The Miami VA, the first Florida veterans’ hospital to receive its systems, started the $2.4 million project in June, installing 230 units in the living center and some inpatient rooms.
Chuck Rivenburgh III, 43, is one of four paralyzed vets in Miami’s living center who got a “sip and puff” adapter, allowing him to flip through 48 television channels and pick from among 30 recently released movies by blowing through what looks like a double-pronged straw. The monitor is mounted on a flexible arm attached to the wall, allowing it to be pulled close to Rivenburgh’s bedside.
Rivenburgh, who served in the Army during Desert Storm but was injured after returning home, has lived at the VA hospital for 14 years. Before the GetWell system, he said he was limited to 14 TV channels, none of which included NFL games.
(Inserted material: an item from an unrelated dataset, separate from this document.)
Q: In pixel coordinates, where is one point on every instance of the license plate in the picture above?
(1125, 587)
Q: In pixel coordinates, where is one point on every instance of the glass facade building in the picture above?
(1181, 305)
He is thinking of adding a keyboard to his tray table so he can access the Internet through his bedside monitor rather than at the computer on the other side of his crowded room.
“My TV is on pretty much all day long, so all these functions are a huge improvement,” he said.
Louis Marcus, GetWell’s interactive patient care manager for the South Florida VA installations, said the system will be upgraded so that doctors and nurses can leave notes, check pain levels and allow patients to order meals. Such terminals will become even more valuable as medical records go electronic, Marcus said.
As for the veterans, “The feedback has been great,” Marcus said. “I had one family who was visiting sit down with me for half an hour and tell me how grateful they were.”